Aku memilih untuk tidak menanggapi kekecewaan Bimo.

Sejujurnya aku juga tidak tau kenapa Bima tidak kesini lagi. Apalagi tadi siang saat mengantarkan Bimo ke toko, dia langsung pergi begitu saja tanpa pamit kepadaku ataupun Bimo.

Aneh sekali rasanya.

Bunyi bel menghentikan kegiatanku. Baru akan beranjak membukakan pintu, Bimo lebih dulu berlari menuju pintu.

"Bimbim aja bun." Ucapnya sambil berlari.

Tidak lama, aku mendengar ocehan Bimo berbicara dengan seseorang. Aku menoleh, lalu mendapati Bimo di gendongan ayahnya.

Wajah dan tampilan Bima kusut sekali, tidak rapi seperti biasanya. Aku memilih ke dapur untuk mengambilkannya minuman. Mungkin dia kelelahan bekerja.

"Nih minum dulu, kalau capek harusnya gak usah maksain kesini Bim. Istirahat aja dirumah." Aku menyodorkan segelas minuman kepadanya. Bima sedang duduk di sofa sambil memangku Bimo.

"Kamu gak suka aku disini ?" Ketusnya.

Aku mengernyit. Ada apa dengannya ?

Aku mengabaikannya setelah itu. Sepertinya dia benar-benar lelah, makanya bawaannya emosi aja. Aku melanjutkan kegiatanku memeriksa pemasukan toko hari ini.

"Liat deh yaah. Tadi bimbim gambar ini." Bimo memperlihatkan buku gambarnya.

"Wah gambarnya bagus. Anak ayah pinter ngegambar yaa." Ucap Bima sambil mengecup kepala Bimo.

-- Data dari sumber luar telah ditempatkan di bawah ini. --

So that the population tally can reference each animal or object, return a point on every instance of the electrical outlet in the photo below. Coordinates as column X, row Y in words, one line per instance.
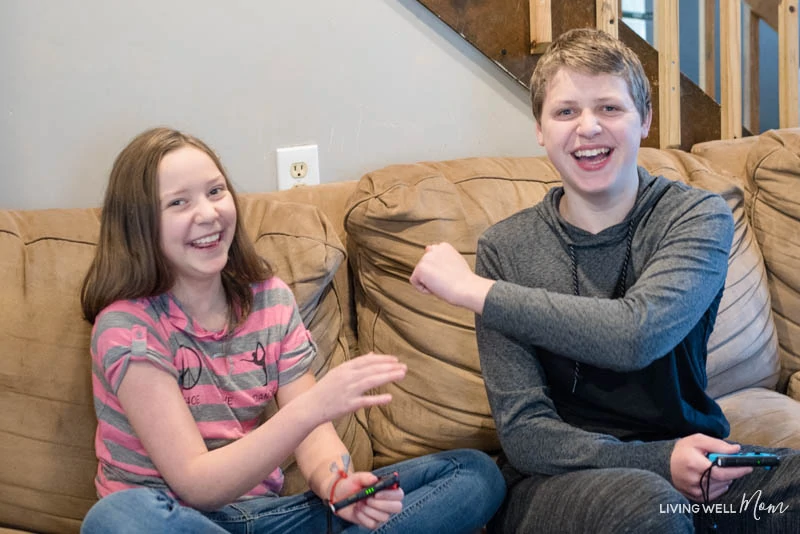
column 297, row 165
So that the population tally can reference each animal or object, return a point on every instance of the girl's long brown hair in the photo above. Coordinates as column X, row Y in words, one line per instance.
column 129, row 263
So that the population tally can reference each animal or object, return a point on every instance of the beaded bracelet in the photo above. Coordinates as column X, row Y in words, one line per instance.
column 342, row 474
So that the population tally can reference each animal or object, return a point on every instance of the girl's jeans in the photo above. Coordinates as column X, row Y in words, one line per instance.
column 449, row 492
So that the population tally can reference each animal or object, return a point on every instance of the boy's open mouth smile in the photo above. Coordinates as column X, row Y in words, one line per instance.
column 592, row 154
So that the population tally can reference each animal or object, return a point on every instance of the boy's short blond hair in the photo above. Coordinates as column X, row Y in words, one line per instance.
column 594, row 52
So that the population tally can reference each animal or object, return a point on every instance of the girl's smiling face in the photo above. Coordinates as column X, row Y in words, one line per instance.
column 198, row 215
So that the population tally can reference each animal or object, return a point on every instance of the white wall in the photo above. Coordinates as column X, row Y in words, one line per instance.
column 373, row 82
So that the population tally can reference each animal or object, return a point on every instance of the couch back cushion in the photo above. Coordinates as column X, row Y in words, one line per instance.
column 397, row 211
column 393, row 214
column 743, row 348
column 47, row 420
column 303, row 247
column 773, row 178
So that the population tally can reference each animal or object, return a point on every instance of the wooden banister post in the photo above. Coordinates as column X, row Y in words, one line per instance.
column 730, row 32
column 787, row 63
column 608, row 17
column 541, row 25
column 669, row 73
column 708, row 43
column 751, row 87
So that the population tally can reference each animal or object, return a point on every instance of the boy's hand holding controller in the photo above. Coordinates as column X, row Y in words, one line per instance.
column 372, row 511
column 689, row 460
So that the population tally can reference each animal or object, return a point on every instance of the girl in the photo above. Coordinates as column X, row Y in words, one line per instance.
column 193, row 335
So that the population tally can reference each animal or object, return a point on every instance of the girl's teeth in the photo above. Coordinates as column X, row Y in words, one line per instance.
column 206, row 240
column 591, row 153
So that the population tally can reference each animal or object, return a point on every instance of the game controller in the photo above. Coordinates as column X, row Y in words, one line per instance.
column 387, row 481
column 745, row 459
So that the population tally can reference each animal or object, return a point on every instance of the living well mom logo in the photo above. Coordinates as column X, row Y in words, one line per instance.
column 750, row 504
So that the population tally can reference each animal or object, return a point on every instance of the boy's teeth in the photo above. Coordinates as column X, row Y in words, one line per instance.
column 591, row 152
column 206, row 240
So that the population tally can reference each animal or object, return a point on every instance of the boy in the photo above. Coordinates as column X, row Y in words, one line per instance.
column 593, row 310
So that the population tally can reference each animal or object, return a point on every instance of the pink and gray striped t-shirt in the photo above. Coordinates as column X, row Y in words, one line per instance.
column 226, row 380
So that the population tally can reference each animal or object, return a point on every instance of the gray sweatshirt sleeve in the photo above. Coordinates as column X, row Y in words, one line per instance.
column 676, row 286
column 532, row 435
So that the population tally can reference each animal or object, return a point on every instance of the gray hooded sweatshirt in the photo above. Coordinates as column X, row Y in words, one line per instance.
column 593, row 346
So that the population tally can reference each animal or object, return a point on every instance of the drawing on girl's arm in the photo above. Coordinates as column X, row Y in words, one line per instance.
column 259, row 357
column 189, row 372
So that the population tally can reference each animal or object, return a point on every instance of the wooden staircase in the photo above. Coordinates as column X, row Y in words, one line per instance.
column 502, row 30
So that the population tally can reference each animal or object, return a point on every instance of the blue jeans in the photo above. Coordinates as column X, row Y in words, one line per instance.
column 449, row 492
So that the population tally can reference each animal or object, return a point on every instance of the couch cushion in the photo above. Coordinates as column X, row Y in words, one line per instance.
column 760, row 416
column 47, row 419
column 441, row 404
column 302, row 246
column 394, row 213
column 773, row 177
column 742, row 349
column 47, row 422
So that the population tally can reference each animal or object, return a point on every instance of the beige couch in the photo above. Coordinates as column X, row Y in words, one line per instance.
column 347, row 249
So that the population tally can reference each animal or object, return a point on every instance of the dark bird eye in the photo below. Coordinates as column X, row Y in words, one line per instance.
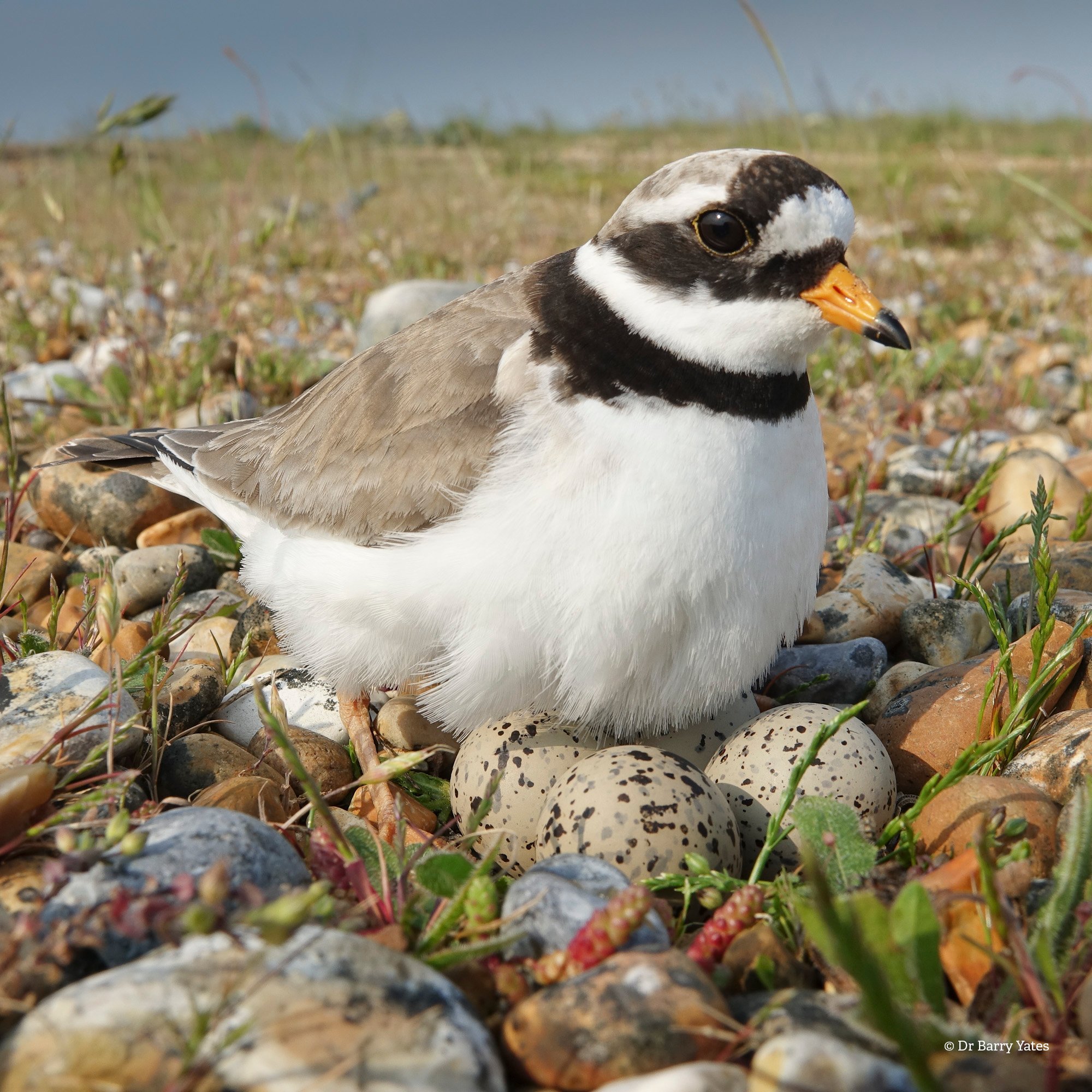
column 721, row 232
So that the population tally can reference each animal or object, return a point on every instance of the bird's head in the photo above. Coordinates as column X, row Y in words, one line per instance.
column 735, row 259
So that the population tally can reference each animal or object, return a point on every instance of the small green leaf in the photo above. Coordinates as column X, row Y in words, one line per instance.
column 444, row 874
column 365, row 846
column 116, row 384
column 916, row 930
column 76, row 389
column 31, row 645
column 223, row 545
column 140, row 113
column 435, row 793
column 834, row 833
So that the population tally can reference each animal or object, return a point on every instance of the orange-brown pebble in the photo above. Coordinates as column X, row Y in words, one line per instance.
column 133, row 637
column 183, row 529
column 610, row 1023
column 934, row 719
column 955, row 818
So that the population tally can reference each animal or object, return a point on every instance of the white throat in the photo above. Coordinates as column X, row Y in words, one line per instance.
column 757, row 336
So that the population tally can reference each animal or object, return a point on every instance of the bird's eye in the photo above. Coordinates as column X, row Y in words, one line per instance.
column 721, row 232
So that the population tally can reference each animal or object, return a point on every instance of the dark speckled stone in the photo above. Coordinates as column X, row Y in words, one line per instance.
column 853, row 667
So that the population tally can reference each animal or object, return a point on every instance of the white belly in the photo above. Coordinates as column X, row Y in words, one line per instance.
column 635, row 567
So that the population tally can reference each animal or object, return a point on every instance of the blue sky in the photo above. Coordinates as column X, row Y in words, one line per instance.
column 578, row 62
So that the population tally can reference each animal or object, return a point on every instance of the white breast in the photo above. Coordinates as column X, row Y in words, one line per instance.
column 633, row 565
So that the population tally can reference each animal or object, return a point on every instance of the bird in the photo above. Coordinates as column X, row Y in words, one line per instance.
column 596, row 485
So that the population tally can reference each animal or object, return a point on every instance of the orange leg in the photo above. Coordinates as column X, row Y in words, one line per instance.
column 358, row 720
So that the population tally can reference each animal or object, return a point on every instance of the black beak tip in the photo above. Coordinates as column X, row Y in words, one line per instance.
column 887, row 330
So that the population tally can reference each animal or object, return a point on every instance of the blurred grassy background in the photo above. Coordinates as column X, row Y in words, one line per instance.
column 277, row 243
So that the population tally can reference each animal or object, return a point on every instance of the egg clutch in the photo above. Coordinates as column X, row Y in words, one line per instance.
column 644, row 808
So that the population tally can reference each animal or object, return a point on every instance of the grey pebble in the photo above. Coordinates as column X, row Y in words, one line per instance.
column 562, row 894
column 145, row 577
column 187, row 841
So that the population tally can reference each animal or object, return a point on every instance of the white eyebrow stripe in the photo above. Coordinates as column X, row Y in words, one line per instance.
column 682, row 205
column 804, row 222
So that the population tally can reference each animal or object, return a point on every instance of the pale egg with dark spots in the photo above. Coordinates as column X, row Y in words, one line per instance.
column 754, row 765
column 528, row 752
column 643, row 810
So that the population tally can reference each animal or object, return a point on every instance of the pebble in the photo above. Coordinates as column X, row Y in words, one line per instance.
column 327, row 1010
column 184, row 529
column 145, row 577
column 400, row 305
column 1060, row 757
column 195, row 763
column 22, row 882
column 88, row 301
column 894, row 681
column 561, row 894
column 1011, row 495
column 934, row 719
column 981, row 1072
column 129, row 643
column 953, row 820
column 945, row 632
column 41, row 694
column 698, row 742
column 401, row 726
column 257, row 620
column 96, row 358
column 254, row 797
column 789, row 1012
column 640, row 809
column 1073, row 564
column 85, row 504
column 308, row 703
column 209, row 639
column 191, row 696
column 23, row 790
column 929, row 471
column 909, row 524
column 38, row 385
column 414, row 813
column 29, row 572
column 869, row 602
column 634, row 1014
column 325, row 761
column 1069, row 607
column 692, row 1077
column 806, row 1060
column 205, row 604
column 192, row 841
column 754, row 767
column 854, row 669
column 529, row 753
column 219, row 409
column 759, row 949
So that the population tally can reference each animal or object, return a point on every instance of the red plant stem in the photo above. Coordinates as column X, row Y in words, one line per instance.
column 601, row 936
column 714, row 939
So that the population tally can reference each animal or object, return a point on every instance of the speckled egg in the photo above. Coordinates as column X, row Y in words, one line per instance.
column 701, row 741
column 640, row 809
column 530, row 752
column 753, row 768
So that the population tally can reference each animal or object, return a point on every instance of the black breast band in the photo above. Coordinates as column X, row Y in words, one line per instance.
column 604, row 359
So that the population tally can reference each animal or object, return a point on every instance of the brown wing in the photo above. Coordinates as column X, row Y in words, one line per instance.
column 393, row 440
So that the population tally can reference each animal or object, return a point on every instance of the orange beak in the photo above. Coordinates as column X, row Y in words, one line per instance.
column 846, row 300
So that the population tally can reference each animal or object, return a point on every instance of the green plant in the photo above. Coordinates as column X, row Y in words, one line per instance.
column 893, row 957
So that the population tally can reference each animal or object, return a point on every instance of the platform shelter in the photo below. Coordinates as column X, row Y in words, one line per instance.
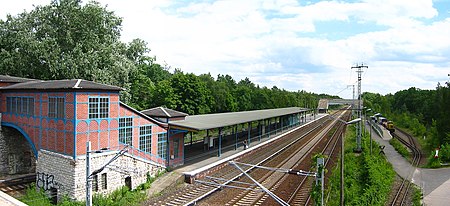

Aku meliriknya dengan kesal. Ngomong sama aku jutek banget, sama Bimo manis banget. Nyebelin banget sih.

"Bimbim udah makan ?"

"Udah yah, tadi bunda masak ayam goreng. Bimbim makannya nambah deh." Ujar Bimo sambil nyengir.

"Baguus dong. Jagoan ayah harus makan yang banyak. Biar cepet gede terus makin pinter."

Aku memperhatikan interaksi anak dan ayah itu sambil tersenyum tipis. Lalu fokus kembali melanjutkan pekerjaanku.

Aku memeriksa semua berkas, namun sepertinya ada yang kurang. Merasa ada berkas yang ketinggalan di kamar, akupun memutuskan untuk mengambilnya kekamar.

"Untung gak ketinggalan dikantor."  Gumamku sambil memegang berkas yang berada di nakas samping tempat tidur.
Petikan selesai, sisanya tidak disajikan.